Dan siksaan perdana menimpaku di masa bulan madu. Aku dan istri mudik dari Sumenep ke Bondowo dan saya putuskan pilih jalur Sumenep-Jember dengan perkiraan akan lebih mudah. Betul, tidak ada aral melintang dalam perjalanan ke Jember ini. Tantangan sesungguhnya baru dimulai: perjalanan Jember-Bondowoso.
Alam tidak memberi kami pilihan kecuali angkot Mitsubishi tua. Tidak masalah, batin kami, karena bagi pasangan yang berbulan madu, yang ada hanyalah bunga-bunga sakura berbaris sepanjang jalan. Saya tahu ngetem angkot tua selalu level neraka. Sudah lupa berapa lama kami diperam di mobil korengan itu. Yang aku ingat aku hanya berbincang dengan istri begitu lama, dengan urutan peristiwa berikut: jaket kubuka, lalu baju, dan hanya tersisa kaos oblong. Bukan, bukan kehangatan cinta, pemirsa. Matahari mulai memanggang makhluk hidup di bumi.
Kisaran pukul sebelas angkot kami mulai berjalan dengan hati-hati, tepatnya, tertatih-tatih. Setiap ada manusia di pinggir jalan, pak Sopir pasti menawarinya, “Bondowoso?” Obrolan kami sudah menjadi sampingan, dan aku bisa mengalihkan fokus kepada perilaku angkot dan supirnya. Semua manusia ia tawari, bahkan seseorang tua dengan arit di tangannya, juga tidak luput.
Aku mulai jengkel. Istri sibuk menelpon dua kakak ipar untuk memastikan kami dijemput tepat waktu di terminal Bondowoso. Berikutnya, giliran istri menampakkan wajah resah setelah dua kali ditelpon kakak ipar sudah sampai mana, tanyanya. Ia bertanya, Kak, ini sudah lebih dari separuh perjalanan. Lebih baik kita tidak tahu, jawabku.

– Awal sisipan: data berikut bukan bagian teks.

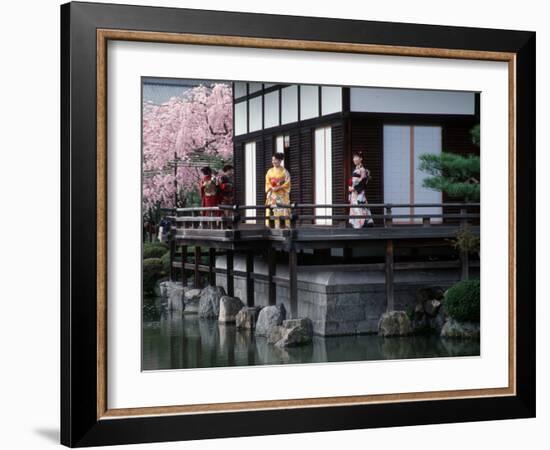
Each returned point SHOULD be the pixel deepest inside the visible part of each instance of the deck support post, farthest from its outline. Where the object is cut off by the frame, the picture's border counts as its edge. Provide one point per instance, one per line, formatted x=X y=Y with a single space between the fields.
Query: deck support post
x=389 y=275
x=212 y=266
x=172 y=257
x=271 y=267
x=249 y=278
x=464 y=260
x=197 y=271
x=293 y=282
x=230 y=277
x=183 y=261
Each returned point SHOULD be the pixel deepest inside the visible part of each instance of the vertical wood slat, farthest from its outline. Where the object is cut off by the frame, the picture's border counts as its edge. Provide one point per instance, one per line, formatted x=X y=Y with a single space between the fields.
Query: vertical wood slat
x=250 y=278
x=389 y=276
x=293 y=282
x=212 y=266
x=367 y=137
x=271 y=267
x=183 y=261
x=293 y=166
x=339 y=185
x=239 y=176
x=229 y=273
x=260 y=172
x=197 y=262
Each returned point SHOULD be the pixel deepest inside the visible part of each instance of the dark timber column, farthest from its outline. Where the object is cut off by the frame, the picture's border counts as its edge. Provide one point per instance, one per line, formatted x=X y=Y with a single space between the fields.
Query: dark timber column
x=183 y=261
x=197 y=271
x=389 y=275
x=230 y=279
x=271 y=264
x=293 y=282
x=172 y=257
x=249 y=278
x=211 y=266
x=464 y=260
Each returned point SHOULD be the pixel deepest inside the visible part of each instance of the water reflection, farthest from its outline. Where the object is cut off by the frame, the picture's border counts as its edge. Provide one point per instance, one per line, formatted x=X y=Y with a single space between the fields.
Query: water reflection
x=174 y=340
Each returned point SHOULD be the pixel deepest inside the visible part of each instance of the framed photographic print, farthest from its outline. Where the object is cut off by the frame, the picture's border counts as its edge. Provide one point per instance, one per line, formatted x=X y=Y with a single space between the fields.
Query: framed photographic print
x=278 y=224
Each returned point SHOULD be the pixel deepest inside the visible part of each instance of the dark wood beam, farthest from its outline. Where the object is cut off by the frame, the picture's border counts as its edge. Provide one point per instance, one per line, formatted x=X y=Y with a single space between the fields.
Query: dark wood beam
x=271 y=266
x=389 y=276
x=250 y=278
x=197 y=271
x=293 y=282
x=230 y=274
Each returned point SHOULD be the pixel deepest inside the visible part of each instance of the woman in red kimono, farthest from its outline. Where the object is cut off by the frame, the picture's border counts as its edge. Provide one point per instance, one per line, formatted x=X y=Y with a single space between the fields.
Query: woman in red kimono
x=209 y=190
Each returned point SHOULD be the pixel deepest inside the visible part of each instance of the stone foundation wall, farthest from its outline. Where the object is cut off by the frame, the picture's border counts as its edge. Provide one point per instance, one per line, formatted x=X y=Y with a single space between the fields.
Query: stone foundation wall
x=337 y=301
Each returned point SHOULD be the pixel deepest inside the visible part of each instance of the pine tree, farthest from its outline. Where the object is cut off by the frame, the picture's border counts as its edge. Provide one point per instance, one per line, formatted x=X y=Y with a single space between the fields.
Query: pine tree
x=456 y=175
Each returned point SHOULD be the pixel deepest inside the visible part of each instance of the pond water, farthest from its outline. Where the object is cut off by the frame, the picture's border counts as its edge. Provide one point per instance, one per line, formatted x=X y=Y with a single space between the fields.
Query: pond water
x=174 y=340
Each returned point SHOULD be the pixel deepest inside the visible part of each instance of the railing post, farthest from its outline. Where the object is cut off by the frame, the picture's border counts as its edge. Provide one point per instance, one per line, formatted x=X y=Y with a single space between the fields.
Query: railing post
x=293 y=216
x=236 y=217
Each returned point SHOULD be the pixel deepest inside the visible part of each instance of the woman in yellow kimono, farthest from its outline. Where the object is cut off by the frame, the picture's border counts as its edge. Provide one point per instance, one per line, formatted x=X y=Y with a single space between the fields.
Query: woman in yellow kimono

Tak ada angin tak ada hujan, angkot tetiba minggir tepat sebelum jembatan. Sejurus kemudian, “Nak, turun sini ya, saya tidak bisa masuk kota. Ndak punya SIM.” Alam tidak memberikan kami pilihan, pak Supir pun melakukan hal sama.
Butuh empat jam lebih untuk menempuh perjalanan dari Terminal Arjasa Jember ke jembatan itu. Tahukah kalian reaksi kimia dalam 4 jam pertama fermentasi singkong menjadi tapai? Ialah hidrolisis pati menjadi glukosa dan fermentasi glukosa menjadi etanol dan karbon dioksida yang membuat singkong berasa manis dan sedikit asam. Karena kami bukan singkong dan tanpa ragi, maka rasa manisnya tidak ada dan hanya tersisa 𝑐𝑒́𝑙𝑜𝑘.
Tidak ada bunga sakura di pinggir jalan. Yang ada hanya pohon-pohon asam suram yang kami pandangi dengan muka masam. Pelajarannya: jangan percaya 𝑞𝑜𝑢𝑡𝑒𝑠 orang yang jatuh cinta!